I think I would’ve tricked Shane into trying this one if he hadn’t gone shopping with me & saw me buying the cauliflower…
I really wanted to try this one since I found it on One Frugal Foodie. I’ve always like cauliflower, so maybe I was partial to the recipe to begin with… but it was good and good for you!
While I was processing away, I asked Shane to snap a quick pic of the ingredients for me. Hopefully he got them all 🙂
- About 2 ounces pine nuts (these little goodies are fairly pricey IMO!)
- 1 tsp salt
- 4 Tbsp olive oil
- 1 cup minced onion (white)
- 1-2 heads of cauliflower (you will need 6 cups when it’s grated)
- 2 cloves garlic, minced
- 1/2 cup chicken broth (or vegetarian broth if you want to go that route)

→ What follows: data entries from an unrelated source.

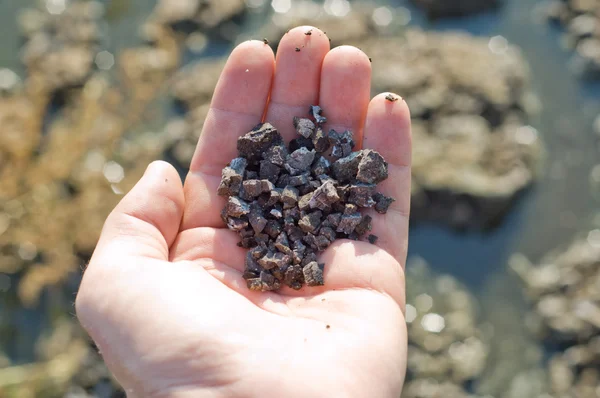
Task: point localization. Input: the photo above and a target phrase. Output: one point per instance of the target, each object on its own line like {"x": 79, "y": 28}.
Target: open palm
{"x": 164, "y": 297}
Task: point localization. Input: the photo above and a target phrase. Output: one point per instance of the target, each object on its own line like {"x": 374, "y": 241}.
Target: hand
{"x": 164, "y": 297}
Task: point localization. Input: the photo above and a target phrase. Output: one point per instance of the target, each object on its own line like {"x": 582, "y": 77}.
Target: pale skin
{"x": 164, "y": 298}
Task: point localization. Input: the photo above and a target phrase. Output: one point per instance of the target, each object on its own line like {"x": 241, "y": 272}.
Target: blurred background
{"x": 503, "y": 275}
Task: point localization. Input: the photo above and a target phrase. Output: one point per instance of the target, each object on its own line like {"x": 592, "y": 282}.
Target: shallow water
{"x": 561, "y": 204}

- 12-20 fresh basil leaves.
- Fresh ground pepper to taste
- Combine the pine nuts and the salt in your food processor. Pulse it a few times until the nuts grind up and begin to clump. Set aside for later.
- Cut the stems off your cauliflower so you are left with mostly the florets. Toss them into the food processor so they will be grated. and will end up looking kinda like rice (you can see a bit of mine in the ingredients picture… piled high on a plate)
- *Heat olive oil in a large skillet over medium heat. Add the onion and saute for about 3-4 minutes.
- Add the grated cauliflower and continue to saute for another 4 minutes.
- *Add the garlic and saute for 1 minute more.
- Add the broth, reduce the heat to medium-low, stir, cover, and let it cook for 2-3 minutes. (I didn’t have a lid, so I left it uncovered, added some extra broth, and cooked it until it was my desired texture)
- While the risotto is cooking, chiffonade your basil leaves and set aside for the garnish. (To chiffonade, stack the leaves one on top of the other, tightly roll the basil length-wise, and slice)
- Remove the lid, turn off the heat, and stir in the pine nuts. Continue to stir until the nuts are distributed and everything is nice & creamy.
- Stir in the basil and fresh ground pepper to taste. (I also added some a tidge of extra salt for flavor)
- Serve warm.
yields about 6 side servings.
*I added the garlic in step 5. I like garlic and didn’t think the flavor was too strong. However, if you prefer your garlic more incorporated, you can always throw it in with the onions in step 3.